By configuring swingable parts in a VRM model, you can swing hairs, skirts or anything.
For detailed specification on VRM, refer to VRMSpringBone.
Open the Inspector pane. You will see a script called “VRM Spring Bone.”
“Root Bones” property is the place to specify the bones to swing.
Expand the Root Bones to see Size property. For this example, set 2 in the Size.
We must specify colliders to avoid the hairs from penetrating through the body.
For this example, we will set colliders on arms to avoid hairs from penetrating them.
From the Hierarchy, select “elbow_L” and in the Inspector click [Add Component].

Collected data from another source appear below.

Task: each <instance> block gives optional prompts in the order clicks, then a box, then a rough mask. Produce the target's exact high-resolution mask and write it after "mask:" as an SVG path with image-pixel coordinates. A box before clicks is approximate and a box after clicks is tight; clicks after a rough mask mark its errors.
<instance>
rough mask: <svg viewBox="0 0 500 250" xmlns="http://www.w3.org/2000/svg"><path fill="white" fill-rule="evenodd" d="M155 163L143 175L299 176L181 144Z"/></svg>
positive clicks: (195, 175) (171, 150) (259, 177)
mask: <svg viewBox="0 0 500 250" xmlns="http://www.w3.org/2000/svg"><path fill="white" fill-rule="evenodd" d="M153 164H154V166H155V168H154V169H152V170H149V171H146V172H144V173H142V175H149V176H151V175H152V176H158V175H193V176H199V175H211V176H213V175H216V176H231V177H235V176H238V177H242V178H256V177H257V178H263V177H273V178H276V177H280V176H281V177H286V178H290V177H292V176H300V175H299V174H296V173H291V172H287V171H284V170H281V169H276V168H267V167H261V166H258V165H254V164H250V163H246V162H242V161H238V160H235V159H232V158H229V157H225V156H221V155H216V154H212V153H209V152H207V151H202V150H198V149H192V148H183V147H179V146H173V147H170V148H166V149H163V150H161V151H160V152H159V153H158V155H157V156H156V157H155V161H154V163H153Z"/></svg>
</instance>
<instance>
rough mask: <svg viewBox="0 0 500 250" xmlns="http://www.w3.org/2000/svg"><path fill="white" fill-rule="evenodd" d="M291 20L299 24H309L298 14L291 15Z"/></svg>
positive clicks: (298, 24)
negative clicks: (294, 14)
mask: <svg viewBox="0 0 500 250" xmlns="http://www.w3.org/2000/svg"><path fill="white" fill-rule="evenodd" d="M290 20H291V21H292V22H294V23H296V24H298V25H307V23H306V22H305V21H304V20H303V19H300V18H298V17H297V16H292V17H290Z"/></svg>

In the Hierarchy, select the “secondary” again. In the Inspector, expand the “Collider Groups” and in the “Size”, type “2.” On “Element 0” and “Element 1,” set “elbow_L” and “elbow_R” respectively.
Click on the Play button at the top of the screen again, then click on the Scene tab.
Now, in the Inspector, let's try changing the value of “Hit Radius” under Collider.
In the steps before, we have set the colliders on the elbows, then on the Spring Bone setting, we set it to collide with the colliders on elbows.
By making the value of the Hit Radius larger, the size of the collision detection area gets larger. When the value reaches a certain point where the colliders start to collide with the hairs, you should see the hairs being pushed against the colliders.
Here we will briefly explain three parameters of the SpringBone that control the behavior of swingables.
Stiffness of the object. It specifies how hard the object tends to go back to its original position.
Specifies the strength of the gravity.
Specifies the direction of the gravity.
Specifies the resistance. Higher value makes the movement dull; lower value makes the movement light.